Ayun was not only a good sport, she didn’t fail to deliver:
Flying with toddlers and babies is always a crap shoot, but now those of us with school age children are again experiencing an increased risk of whining and melt-downs. With portable DVD players, favorite snacks, and even reading materials being pulled from carry-on baggage, what’s a traveling parent to do, but pack light and think big.
Barf Bag Players
I assume that air sickness bags are still available to all passengers. Ask those seated nearby if they would give you their barf bags, in return for which you will not only keep your child amused and therefore, reasonably quiet for the next couple of hours, but also present a lively puppet show for the enjoyment of the entire plane! Come to the airport with your pockets pre-stuffed with stickers, crayons, and self-adhesive google eyes to turn these featurelesss barf bags into the Bill Goats Gruff, Red Riding Hood and company, or characters that you and your child make up using your imaginations! The skies the limit! Just don’t make the mistake of stashing extra craft supplies in your shoes. You’ll be asked to step out of line and put on an international no-fly list, if not the next plane to Guantanamo Baby. If security confiscates your decorative puppet fixins before boarding, you can always have a barfing contest.
Use the donated air sickness bags to compete with your child in the following fake-barf categories:
- Most theatrical
- Most realistic
- Most disgusting
- Most canine
Award extra points every time one of your impressions causes a fellow passenger to actually lose his or her lunch. If the flight attendant shuts you down, you can always play Peanut Football.

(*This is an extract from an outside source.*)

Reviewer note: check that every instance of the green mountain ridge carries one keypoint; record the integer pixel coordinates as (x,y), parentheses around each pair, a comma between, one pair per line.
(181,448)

When I flew to North Carolina last May, I was surprised to learn that peanuts are apparently welcome again in the friendly skies. This is great news for travelers with children, because pretzels tend to break apart upon impact. Lower your tray tables. The passenger nearest the window places a peanut on his or her tray table, then uses his or her thumb and middle finger to flick, or “kick” this tasty miniature “football” through the cocktail straw “goal post” held by the passenger seated on the aisle. If safety regulations do not allow for in-flight straw use, a tri-folded air sickness bag makes an acceptable goal post. If play must be suspended due to injury, you can always sing 99,000 Bottles of Beer on the Wall.
I feel more prepared already, both from reading Ayun’s book and because of her wealth of imagination about barf bags.